DATABASE NORMALIZATION
Database Normalization is a technique of organizing the data in the database.
Normalization is a systematic approach of decomposing tables to eliminate data redundancy
and undesirable characteristics such as insertion, update and deletion anomalies. It is a
multi-step process that puts data into tabular form by removing duplicated data from the
relation tables.
Normalization is used mainly for two purpose: Eliminating Redundant data and Ensuring
data dependencies i.e data is logically stored.

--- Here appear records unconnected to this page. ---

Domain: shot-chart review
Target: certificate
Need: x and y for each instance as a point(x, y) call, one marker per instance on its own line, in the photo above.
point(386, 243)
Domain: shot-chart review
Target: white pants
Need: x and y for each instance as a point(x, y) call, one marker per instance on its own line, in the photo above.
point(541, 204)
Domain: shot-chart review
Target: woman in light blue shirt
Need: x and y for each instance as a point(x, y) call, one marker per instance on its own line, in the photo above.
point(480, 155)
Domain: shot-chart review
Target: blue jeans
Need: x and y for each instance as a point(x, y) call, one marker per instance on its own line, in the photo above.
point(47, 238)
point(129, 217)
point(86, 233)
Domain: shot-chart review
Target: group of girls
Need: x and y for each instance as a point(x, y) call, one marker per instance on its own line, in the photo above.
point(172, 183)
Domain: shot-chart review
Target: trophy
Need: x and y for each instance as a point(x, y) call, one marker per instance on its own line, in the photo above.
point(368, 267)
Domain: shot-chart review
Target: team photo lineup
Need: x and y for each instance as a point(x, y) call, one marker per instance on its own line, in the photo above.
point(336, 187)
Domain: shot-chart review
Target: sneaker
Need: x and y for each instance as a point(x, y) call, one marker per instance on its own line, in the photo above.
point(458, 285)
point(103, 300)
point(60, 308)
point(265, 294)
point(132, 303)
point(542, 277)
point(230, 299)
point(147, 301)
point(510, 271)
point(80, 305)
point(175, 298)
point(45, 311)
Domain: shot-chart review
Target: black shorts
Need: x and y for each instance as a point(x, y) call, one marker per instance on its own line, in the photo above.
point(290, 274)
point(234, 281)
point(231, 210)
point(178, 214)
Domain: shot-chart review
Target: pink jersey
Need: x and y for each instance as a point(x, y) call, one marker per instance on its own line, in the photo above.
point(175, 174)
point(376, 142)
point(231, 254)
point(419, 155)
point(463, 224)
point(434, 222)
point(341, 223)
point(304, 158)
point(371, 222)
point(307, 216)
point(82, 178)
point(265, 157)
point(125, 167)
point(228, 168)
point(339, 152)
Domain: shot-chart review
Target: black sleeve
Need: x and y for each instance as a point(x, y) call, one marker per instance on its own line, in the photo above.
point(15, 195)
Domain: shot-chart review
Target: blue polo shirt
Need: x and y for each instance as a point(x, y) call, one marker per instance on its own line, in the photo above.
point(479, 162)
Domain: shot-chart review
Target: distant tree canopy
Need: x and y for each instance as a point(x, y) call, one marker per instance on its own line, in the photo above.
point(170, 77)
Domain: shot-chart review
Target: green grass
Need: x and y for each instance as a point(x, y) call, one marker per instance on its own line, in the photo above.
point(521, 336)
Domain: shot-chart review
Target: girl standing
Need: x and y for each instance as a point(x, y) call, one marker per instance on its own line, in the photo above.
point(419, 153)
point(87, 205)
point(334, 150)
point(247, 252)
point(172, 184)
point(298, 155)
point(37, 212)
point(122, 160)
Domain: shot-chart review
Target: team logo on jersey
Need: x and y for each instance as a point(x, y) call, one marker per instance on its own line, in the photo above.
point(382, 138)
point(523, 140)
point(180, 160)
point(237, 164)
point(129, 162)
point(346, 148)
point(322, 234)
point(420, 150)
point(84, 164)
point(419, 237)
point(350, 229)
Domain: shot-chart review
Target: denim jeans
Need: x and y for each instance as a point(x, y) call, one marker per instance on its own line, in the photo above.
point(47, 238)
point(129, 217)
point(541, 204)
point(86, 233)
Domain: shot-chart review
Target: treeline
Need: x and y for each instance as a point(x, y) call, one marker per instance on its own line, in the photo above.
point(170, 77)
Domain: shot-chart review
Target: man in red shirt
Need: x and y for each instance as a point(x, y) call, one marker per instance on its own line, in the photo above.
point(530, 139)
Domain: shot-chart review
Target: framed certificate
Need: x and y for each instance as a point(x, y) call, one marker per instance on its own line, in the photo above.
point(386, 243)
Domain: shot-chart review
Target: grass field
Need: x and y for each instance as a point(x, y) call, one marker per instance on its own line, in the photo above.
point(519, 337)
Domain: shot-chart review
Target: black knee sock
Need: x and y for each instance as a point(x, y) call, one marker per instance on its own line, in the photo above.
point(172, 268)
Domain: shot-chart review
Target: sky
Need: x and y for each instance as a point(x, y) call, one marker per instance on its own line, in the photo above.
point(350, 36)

PROBLEM WITHOUT NORMALIZATION
If a table is not properly normalized and has data redundancy then it will not only eat up
extra memory space but will also make it difficult to handle and update the database,
without facing data loss. Insertion, Updating and Deletion Anomalies are very frequent if
database is not normalized.
NORMALIZATION RULES
1. First Normal Form (1NF)
2. Second Normal Form (2NF)
3. Third Normal Form (3NF)
4. Boyce- Codd Normal Form (4NF)
FIRST NORMAL FORM
The inventor of the relational model Edgar Codd proposed the theory of database
normalization to reduce data redundancy and improve data integrity and consistency. With
the introduction of first normal form, he continued to extend the theory with second and
third normal form. Later on, Raymond Boyce also joined to develop the theory of Boyce-
Codd Normal form.
In other to understand this normalization rules, the following Student table will be used.

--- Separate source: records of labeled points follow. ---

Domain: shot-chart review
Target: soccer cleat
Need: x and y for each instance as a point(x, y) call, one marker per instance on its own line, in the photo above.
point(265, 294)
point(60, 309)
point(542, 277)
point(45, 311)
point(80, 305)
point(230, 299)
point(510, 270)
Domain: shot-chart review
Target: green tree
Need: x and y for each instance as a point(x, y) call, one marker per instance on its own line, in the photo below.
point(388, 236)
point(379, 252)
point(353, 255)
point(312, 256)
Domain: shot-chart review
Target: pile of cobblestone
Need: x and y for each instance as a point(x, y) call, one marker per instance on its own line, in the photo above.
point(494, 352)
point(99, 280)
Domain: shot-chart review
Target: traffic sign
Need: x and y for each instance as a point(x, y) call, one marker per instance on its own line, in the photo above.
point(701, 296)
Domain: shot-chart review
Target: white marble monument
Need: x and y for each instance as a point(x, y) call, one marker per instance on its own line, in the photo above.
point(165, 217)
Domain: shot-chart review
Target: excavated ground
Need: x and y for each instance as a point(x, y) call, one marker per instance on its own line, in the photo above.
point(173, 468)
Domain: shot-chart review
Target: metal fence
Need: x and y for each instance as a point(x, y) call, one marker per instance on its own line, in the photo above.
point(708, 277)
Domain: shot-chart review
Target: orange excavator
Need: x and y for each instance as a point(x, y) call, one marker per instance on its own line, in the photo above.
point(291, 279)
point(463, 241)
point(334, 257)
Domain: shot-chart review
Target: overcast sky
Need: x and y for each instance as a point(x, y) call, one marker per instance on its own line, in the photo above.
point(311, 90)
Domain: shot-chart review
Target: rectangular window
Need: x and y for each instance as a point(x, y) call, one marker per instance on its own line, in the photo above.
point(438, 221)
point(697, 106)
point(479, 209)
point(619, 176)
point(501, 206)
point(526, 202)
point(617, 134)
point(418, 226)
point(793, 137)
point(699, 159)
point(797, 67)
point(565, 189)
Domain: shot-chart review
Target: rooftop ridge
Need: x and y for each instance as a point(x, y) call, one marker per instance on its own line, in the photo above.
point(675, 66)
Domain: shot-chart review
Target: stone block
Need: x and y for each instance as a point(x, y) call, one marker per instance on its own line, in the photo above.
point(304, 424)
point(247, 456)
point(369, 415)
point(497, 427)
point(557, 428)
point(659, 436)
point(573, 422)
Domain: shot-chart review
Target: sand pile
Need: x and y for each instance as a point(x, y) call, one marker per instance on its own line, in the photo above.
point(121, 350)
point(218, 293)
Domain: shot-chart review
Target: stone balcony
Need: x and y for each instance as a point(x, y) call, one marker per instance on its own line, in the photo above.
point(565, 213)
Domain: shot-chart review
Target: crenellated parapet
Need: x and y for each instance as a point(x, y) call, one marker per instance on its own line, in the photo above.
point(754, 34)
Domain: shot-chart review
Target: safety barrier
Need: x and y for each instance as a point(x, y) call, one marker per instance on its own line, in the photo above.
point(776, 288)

Assuming a Student table is created to store information or records of student, without any
normalization, all information is stored in one table as shown below:
StudNames StudAddress CoursesOffered Salutation CourseStatus
Janet Jackson Tanke CSC 717, CSC Miss. Core, Optional
718
Ifeoluwa Daniel GRA CSC 719, CSC Mr. Optional, Core
720
Ifeoluwa Daniel Oke-Odo CSC 718 Mr. Optional
In this table, courses offered has multiple values. In other for this table to be in first normal
form, the rules of first normal form must be applied.
First normal form rules
- Each table cell should contain a single value
- Each record needs to be unique.
Following these rules, the table becomes:
StudNames StudAddress CoursesOffered Salutation CourseStatus
Janet Jackson Tanke CSC 717 Miss. Core
Janet Jackson Tanke CSC 718 Miss. Optional
Ifeoluwa Daniel GRA CSC 719 Mr. Optional
Ifeoluwa Daniel GRA CSC 720 Mr. Core
Ifeoluwa Daniel Oke-Odo CSC 718 Mr. Optional
Note: This Student table above is now in first normal form
Primary Key: A primary key is a single column value used to identify a database record
uniquely.
It has following attributes
A primary key cannot be NULL
A primary key value must be unique
The primary key values cannot be changed
The primary key must be given a value when a new record is inserted.

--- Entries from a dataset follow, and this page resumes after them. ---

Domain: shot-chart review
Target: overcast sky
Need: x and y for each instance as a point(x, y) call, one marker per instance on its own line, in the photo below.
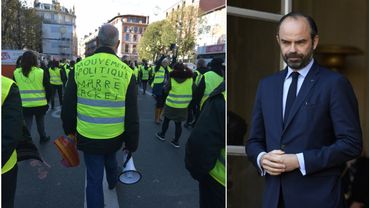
point(90, 14)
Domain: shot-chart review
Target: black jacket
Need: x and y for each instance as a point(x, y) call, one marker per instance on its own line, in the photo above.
point(11, 123)
point(102, 146)
point(208, 136)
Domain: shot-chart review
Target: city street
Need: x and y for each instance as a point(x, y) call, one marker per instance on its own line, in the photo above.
point(165, 181)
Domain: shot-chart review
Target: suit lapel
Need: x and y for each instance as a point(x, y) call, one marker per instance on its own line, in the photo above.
point(306, 87)
point(279, 98)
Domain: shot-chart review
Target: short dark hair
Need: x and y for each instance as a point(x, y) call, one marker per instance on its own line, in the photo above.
point(295, 15)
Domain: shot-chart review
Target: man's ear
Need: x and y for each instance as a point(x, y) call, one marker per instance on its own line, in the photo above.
point(278, 39)
point(315, 41)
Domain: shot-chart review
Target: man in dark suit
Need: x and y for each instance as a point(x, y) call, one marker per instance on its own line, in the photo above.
point(305, 124)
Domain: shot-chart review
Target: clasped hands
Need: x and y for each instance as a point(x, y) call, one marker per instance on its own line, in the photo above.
point(276, 162)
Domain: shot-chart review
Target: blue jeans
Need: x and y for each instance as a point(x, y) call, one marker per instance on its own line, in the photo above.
point(94, 173)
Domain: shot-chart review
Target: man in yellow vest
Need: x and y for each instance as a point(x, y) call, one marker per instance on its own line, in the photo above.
point(209, 81)
point(205, 151)
point(101, 108)
point(11, 133)
point(160, 79)
point(145, 74)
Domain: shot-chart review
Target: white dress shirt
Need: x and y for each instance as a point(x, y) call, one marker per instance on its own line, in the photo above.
point(288, 80)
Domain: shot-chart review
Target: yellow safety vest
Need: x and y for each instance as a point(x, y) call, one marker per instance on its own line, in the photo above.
point(67, 71)
point(136, 73)
point(218, 172)
point(198, 77)
point(212, 80)
point(159, 76)
point(102, 81)
point(180, 94)
point(55, 76)
point(144, 73)
point(6, 84)
point(31, 88)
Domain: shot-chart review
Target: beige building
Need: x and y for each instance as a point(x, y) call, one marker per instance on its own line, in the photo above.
point(59, 39)
point(130, 28)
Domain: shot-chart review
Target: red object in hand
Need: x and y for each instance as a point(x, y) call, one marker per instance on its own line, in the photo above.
point(67, 147)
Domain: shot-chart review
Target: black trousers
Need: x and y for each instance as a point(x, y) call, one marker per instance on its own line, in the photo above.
point(178, 128)
point(8, 187)
point(54, 89)
point(211, 193)
point(144, 83)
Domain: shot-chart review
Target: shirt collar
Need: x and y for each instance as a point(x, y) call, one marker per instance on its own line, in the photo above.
point(303, 72)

Composite Key: Is a primary key that is composed of multiple columns used to identify a
record uniquely. In the Student table above, there are two records with the same names but
different address, therefore both Names and Address will be required to identify a record
uniquely. This is a composite key.
Foreign Key: It references the primary key of another Table. It helps to connect Tables in a
database. Its attributes are:
A foreign key can have a different name from its primary key
It can only have values present in the primary key
It ensures rows in one table have corresponding rows in another
Unlike the Primary key, they do not have to be unique. Most often they aren't
Foreign keys can be null even though primary keys can not
Second Normal Form Rules
- It must be in first normal form
- Have single column primary key
StudNum StudNames StudAddress Salutation
001 Janet Jackson Tanke Miss.
002 Ifeoluwa Daniel GRA Mr.
003 Ifeoluwa Daniel Okeodo Mr.
Table 1
StudNum CoursesOffered
001 CSC 717
001 CSC 718
002 CSC 719
002 CSC720
003 CSC 718
Table 2
The first normal table has been divided into two tables. Table 1 contains Student
information and Table 2 contains information on courses offered. A new column called
StudNum has been introduced which is the primary key for table 1. Therefore, records can
be uniquely identified.
StudNum in table 2 serve as a foreign key to the StudNum in Table 1.
Transitive Functional dependency: This occurs when changing a non- key column might
cause any of the other non-key columns to change. For instance in table 1, changing the
non-key column StudNames may change the salutation
Third normal form
- It must be in second normal form
- Has no transitive functional dependencies
StudNum StudNames StudAddress Salutation
001 Janet Jackson Tanke 2
002 Ifeoluwa Daniel GRA 1
003 Ifeoluwa Daniel Okeodo 1
Table 1
StudNum CoursesOffered
001 CSC 717
001 CSC 718
002 CSC 719
002 CSC720
003 CSC 718
Table 2
SalutationNum Salutations
1 Mr.
2 Miss.
3 Mrs.
Table 3
The table has been divided again and created a new table which stores Salutations.
There are no transitive functional dependencies, and hence the table is in 3NF. In Table 3
Salutation ID is primary key, and in Table 1 Salutation ID is foreign to primary key in Table 3.